Major: Nursing
Lynchburg’s nursing program equipped Brittany Hayden ’22 with the knowledge and critical thinking skills needed to be a nurse. It was her professors, however, who helped her discover how to love her profession, even in the midst of patients’ suffering.
“I had an amazing group of professors with different backgrounds in their nursing careers,” she said. “My preceptor for clinical my junior year really helped me decide what kind of nurse I wanted to be.
“She was knowledgeable, caring, and compassionate. She was with me while I was on the oncology floor, and I just felt drawn to that floor and those types of patients.”
As a chemo and medical surgery nurse at Centra Lynchburg General Hospital, many of Hayden’s daily responsibilities are routine: monitoring vitals, giving medications, changing dressings, and starting IVs.
The tough part? “I work with people with all stages of cancer,” she said. “I help provide emotional support to them while navigating their disease or going through treatment.

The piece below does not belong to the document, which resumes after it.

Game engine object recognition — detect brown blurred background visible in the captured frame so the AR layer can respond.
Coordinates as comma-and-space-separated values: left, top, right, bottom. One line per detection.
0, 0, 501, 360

“I deal with a lot of compassion fatigue due to the fact that cancer doesn’t discriminate. It doesn’t care if you are 16 and just getting started with your life or a new mother. It can be heartbreaking to watch a family navigate this terrible disease.”
So why would Hayden choose to be in a setting that’s so challenging, where she experiences loss or at least witnesses patients enduring some degree of suffering?
“It’s both an honor and a privilege to take care of such a unique population of people,” she said. “They are some of the strongest people you will ever meet. Anything I can do to help ease their pain and suffering is an amazing thing.”
In addition to helping her patients, Hayden is now a preceptor as well, passing on her experience and expertise in the field to future nurses.